Paper 2023/549

Weak instances of class group action based cryptography via self-pairings

Abstract

In this paper we study non-trivial self-pairings with cyclic domains that are compatible with isogenies between elliptic curves oriented by an imaginary quadratic order $\mathcal{O}$. We prove that the order $m$ of such a self-pairing necessarily satisfies $m \mid \Delta_\mathcal{O}$ (and even $2m \mid \Delta_\mathcal{O} $ if $4 \mid \Delta_\mathcal{O}$ and $4m \mid \Delta_\mathcal{O}$ if $8 \mid \Delta_\mathcal{O}$) and is not a multiple of the field characteristic. Conversely, for each $m$ satisfying these necessary conditions, we construct a family of non-trivial cyclic self-pairings of order $m$ that are compatible with oriented isogenies, based on generalized Weil and Tate pairings.
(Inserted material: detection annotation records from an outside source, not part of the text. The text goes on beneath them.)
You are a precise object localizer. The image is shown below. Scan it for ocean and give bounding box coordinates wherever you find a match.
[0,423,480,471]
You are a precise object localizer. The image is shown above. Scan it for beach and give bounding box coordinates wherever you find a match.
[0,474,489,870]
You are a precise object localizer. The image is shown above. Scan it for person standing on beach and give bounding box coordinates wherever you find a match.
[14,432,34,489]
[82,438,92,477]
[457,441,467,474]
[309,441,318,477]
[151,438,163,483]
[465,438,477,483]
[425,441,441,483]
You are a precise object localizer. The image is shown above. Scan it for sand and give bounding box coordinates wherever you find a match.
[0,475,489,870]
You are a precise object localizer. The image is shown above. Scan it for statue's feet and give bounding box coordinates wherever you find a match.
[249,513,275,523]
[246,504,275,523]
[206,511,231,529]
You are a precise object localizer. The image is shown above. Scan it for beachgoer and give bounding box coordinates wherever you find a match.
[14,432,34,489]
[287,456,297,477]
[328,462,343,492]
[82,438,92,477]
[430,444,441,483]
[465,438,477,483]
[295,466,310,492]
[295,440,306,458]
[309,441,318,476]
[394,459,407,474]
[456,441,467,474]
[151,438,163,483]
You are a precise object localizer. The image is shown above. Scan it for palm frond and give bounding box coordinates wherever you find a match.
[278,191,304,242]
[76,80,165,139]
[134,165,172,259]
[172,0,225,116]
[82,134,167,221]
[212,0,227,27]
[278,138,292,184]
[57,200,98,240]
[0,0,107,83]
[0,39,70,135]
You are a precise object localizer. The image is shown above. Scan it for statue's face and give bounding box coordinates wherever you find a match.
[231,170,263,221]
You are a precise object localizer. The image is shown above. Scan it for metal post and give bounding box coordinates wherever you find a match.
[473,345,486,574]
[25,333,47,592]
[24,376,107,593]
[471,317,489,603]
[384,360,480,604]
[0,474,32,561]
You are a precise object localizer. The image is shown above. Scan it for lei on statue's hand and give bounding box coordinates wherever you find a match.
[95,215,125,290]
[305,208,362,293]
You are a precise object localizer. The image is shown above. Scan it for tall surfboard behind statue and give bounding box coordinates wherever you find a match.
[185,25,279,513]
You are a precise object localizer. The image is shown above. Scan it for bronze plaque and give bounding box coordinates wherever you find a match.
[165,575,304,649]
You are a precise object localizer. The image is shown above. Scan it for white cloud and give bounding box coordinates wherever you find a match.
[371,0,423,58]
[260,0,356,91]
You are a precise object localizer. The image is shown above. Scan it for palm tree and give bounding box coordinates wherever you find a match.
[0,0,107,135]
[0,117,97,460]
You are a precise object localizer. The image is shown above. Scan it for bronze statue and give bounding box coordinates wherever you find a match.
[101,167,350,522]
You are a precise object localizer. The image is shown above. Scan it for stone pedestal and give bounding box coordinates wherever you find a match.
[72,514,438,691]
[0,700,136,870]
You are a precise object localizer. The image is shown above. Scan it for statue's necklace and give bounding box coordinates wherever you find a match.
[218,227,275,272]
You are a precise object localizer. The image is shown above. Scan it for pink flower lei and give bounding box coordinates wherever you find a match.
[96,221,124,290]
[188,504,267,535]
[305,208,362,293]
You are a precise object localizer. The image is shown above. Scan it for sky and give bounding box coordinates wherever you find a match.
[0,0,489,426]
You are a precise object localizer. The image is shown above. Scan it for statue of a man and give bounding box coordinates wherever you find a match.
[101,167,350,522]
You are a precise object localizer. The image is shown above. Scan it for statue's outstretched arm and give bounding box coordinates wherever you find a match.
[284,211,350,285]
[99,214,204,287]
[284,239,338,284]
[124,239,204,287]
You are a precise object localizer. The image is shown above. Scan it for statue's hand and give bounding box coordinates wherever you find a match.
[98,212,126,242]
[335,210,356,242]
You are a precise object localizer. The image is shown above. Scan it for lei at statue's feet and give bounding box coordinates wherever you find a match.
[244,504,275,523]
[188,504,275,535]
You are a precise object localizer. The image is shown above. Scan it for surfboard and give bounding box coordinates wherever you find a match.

As an application, we identify weak instances of class group actions on elliptic curves assuming the degree of the secret isogeny is known. More in detail, we show that if $m^2 \mid \Delta_\mathcal{O}$ for some prime power $m$ then given two primitively $\mathcal{O}$-oriented elliptic curves $(E, \iota)$ and $(E',\iota') = [\mathfrak{a}] (E,\iota)$ connected by an unknown invertible ideal $\mathfrak{a} \subseteq \mathcal{O}$, we can recover $\mathfrak{a}$ essentially at the cost of a discrete logarithm computation in a group of order $m^2$, assuming the norm of $\mathfrak{a}$ is given and is smaller than $m^2$. We give concrete instances, involving ordinary elliptic curves over finite fields, where this turns into a polynomial time attack. Finally, we show that these self-pairings simplify known results on the decisional Diffie-Hellman problem for class group actions on oriented elliptic curves.

Note: Includes an appendix, omitted from the published version due to a page limit.